I would implore those who care about race to look at problems of exclusion more deeply than to jump at the opportunity to "expose a racist" with a tired and scripted narrative of public humiliation. Exposing racists does little more than ruining someone for a mistake and does nothing at all about systematic exclusion all too prevalent in our society, and the right's use of identity politics can give anti-racist activists a window into what their tactics actually look like.

Wednesday, July 8, 2009

Popcorn vs. The Future

Popcorn Sutton made moonshine in the 21st century, and the federal government did not like it. Backed by the support of a national, online, grassroots campaign, Sutton appealed his arrest, claiming shining as a traditional livelihood and his existential craft. Sutton was sentenced and subsequently committed suicide by ingesting the affluent of his hideously painted 79 Ford Fairlane.

Zoom out from the mountain melodrama to the broad reach of Western North Carolina – Cherokee, the reservation, the Asheville Metropolitan Area, and the Great Smokey Mountain National Park, and the inscriptions of violence and displacements, but also hope, music, and mountain culture appear vividly.
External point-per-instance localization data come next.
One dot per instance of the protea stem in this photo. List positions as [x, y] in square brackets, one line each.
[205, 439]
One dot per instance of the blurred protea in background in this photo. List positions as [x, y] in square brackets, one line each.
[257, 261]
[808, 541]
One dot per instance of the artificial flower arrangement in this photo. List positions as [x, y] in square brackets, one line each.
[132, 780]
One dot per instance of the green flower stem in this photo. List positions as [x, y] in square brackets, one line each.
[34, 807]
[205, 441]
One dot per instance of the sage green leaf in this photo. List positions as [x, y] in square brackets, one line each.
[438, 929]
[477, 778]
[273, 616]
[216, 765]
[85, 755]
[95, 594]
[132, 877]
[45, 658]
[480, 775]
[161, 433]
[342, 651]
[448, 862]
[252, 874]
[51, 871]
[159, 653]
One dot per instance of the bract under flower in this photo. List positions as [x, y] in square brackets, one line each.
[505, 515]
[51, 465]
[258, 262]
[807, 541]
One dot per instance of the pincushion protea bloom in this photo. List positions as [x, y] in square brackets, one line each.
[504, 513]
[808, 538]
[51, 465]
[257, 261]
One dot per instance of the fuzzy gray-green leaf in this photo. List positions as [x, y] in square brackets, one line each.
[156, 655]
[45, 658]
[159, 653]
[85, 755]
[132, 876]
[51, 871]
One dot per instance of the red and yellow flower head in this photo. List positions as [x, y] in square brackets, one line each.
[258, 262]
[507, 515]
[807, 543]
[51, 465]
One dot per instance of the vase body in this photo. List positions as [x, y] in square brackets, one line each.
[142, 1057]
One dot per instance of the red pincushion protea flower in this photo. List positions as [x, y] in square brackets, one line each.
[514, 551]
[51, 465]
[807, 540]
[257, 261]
Cherokee, the impoverished remants of the once great Indian nation appears to the North. Displaced from their land beginning with European invasion and culminating with the Trail of Tears, casinos and sideshows define that life now. The displacers brought a new nature, turning the virgin forests of the Southern Appalachians into a mix of yeoman farms reminiscent of their Scots-Irish heritage and plantation agriculture prevalent throughout the American South. However, their run was short lived as the displacers were displaced by the American Government, or more accurately, John Rockefeller and his new found affinity for conservation. The Great Smokey Mountain National Park displaced thousands of mountains and ushered in urbanization, industry, and commercialization, bringing timber, coal, and tourism to fuel the metabolism of the Land-of-Sky.
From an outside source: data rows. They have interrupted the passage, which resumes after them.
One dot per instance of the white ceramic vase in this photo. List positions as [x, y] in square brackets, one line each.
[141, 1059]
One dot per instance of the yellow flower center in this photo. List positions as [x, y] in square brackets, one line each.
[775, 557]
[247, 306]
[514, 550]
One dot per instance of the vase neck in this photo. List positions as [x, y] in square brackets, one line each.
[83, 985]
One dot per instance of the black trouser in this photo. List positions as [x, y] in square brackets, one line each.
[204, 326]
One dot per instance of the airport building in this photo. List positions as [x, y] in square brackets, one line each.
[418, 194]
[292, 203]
Farming remained largely immune to processes of urbanization. Farmers continued to grow commercially outside the park, and the New Deal brought new forms of farming, mostly subsidized tobacco, which sustained this economy and identity until the turn of the 21st century, when the federal government divested in tobacco. Resulting social movements have reoriented farming to a more local and organically oriented system, marketing produce, meats, cheeses, arts and crafts in the numerous markets burgeoning in the Asheville region. In other words, farming is being urbanized.

Popcorn Sutton couldn't survive a world were the practice of his culture was criminalized, wiped off the map, but the persistence of the mountain farming culture depends on adopting to a sort of criminalization. No longer is tobacco supported by government, precipitated by intense push to criminalize tobacco use throughout the country. Instead, (agri)culture must learn to negotiate rurality while adapting to urbanity.